The hierarchy at Shell were simply gobsmacked. People did not leave Shell, not when they were doing well, and especially not to go to some fly-blown Foreign Legion post on the edge of the Sahara. I would be mad to accept. I could not possibly even entertain the idea. Why, if I stayed at Shell I would be assured of a very substantial pension, in forty years or so.
I stepped off the Nigeria Airways flight at Kano airport into a world of blistering heat, shouting beggars, grumbling camels, and mile upon mile of sun-blasted Sahel stretching away on either side of the red laterite road.
My life, as I had dreamed it, had begun.
I worked in Nigeria for two years, editing agricultural papers, founding a journal, running the printshop and bribing suppliers for parts to repair our ageing presses. I found time to ride horses over the savanna in the dawn cool, to catch dengue fever, to drive a jeep across Cameroon and then northward to Timbuctoo. Once I got stuck for two weeks on the wrong side of the flooded Niger, and got back in time to discover my funeral had been arranged.
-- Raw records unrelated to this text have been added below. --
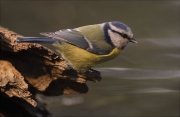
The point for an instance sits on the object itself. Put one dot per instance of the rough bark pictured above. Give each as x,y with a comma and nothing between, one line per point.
27,68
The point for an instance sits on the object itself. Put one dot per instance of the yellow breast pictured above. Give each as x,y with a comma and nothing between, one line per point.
81,59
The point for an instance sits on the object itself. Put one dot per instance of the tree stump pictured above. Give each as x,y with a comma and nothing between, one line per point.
28,68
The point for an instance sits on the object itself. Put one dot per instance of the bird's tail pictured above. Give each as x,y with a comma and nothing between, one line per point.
35,40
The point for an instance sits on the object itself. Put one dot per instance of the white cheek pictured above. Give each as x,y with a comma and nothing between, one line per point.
116,39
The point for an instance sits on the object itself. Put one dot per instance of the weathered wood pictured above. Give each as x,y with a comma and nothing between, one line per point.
27,68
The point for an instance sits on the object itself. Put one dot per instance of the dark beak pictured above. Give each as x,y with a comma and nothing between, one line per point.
133,40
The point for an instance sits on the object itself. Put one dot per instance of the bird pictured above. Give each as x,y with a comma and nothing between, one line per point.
86,46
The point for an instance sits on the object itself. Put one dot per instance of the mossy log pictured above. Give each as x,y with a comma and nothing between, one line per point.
29,68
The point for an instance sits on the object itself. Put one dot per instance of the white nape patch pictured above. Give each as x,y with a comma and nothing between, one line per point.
117,40
129,33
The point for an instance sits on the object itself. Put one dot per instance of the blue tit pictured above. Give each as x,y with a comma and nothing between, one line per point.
86,46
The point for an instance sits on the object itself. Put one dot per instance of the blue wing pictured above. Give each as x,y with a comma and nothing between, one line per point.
74,37
71,36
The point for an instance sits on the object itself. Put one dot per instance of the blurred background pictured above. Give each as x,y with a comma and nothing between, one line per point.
144,80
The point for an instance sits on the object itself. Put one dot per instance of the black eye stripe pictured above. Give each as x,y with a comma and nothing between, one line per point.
123,35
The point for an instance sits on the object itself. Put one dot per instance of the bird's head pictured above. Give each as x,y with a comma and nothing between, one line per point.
117,34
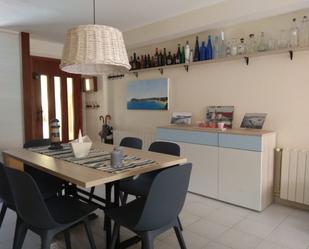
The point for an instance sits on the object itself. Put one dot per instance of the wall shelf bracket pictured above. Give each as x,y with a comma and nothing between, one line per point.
247,60
291,52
Everyone is supposed to hate living in Nigeria. It was exactly what I wanted.
All the same, I moved on at last to run the publications office of another agricultural research centre, this time a somewhat more sophisticated establishment in Taiwan. AVRDC was part of the Green Revolution group of internationally funded agricultural research centres. It wasn't as much fun as Africa, but it had a regular power supply and you could drink the water without putting nasty little tablets into it (or large slugs of Scotch - my preferred method). And it was there that I properly learned my trade as a science writer.
By this time I had completed three never-to-be-published novels. The latest was a tale about the IRA stealing the Elgin Marbles, for some motive which now escapes me. I think it escaped me at the time, too, but I did love the shoot-out in the British Museum at the end among all those statues. Strangely, none of the agents or publishers to whom I sent the synopsis shared my enthusiasm.
After two years in Taiwan I finally managed to migrate to Australia after all. In order to get into the country I had to convince the authorities that I could establish a viable business there, and this taxed my creative powers to the limit. It also took some months to arrange, during which time I lived in New Zealand, working as a handyman and fishing guide at a remote lakeside lodge - tasks for which, as usual, I had no aptitude at all.
But finally I presented Australian Immigration with a plan to establish an entirely fictitious business: an editorial agency, which would take on writing tasks for industry and the scientific community. That looked plausible to the authorities, given my background. And when I looked at it again, I found it even looked plausible to me. In short order my business morphed from fiction to fact.
After a year or two I formed a partnership with a mad Irish accountant, and we established a prizewinning agency called The Corporate Storyteller, which brought together my science writing skills and his business experience. We won numerous awards, handled a range of blue chip and Government clients, and presented at international conferences all over the world.
All very seductive stuff. But I still couldn't get my fiction published. Latest attempts included a novel whose main character was a tough guy so cynical that by the end no-one cared if he lived or died (not even me).
By now I had written five complete novels. I made a resolution that if I couldn't get into print by completion of my sixth, I would give it away as a bad job.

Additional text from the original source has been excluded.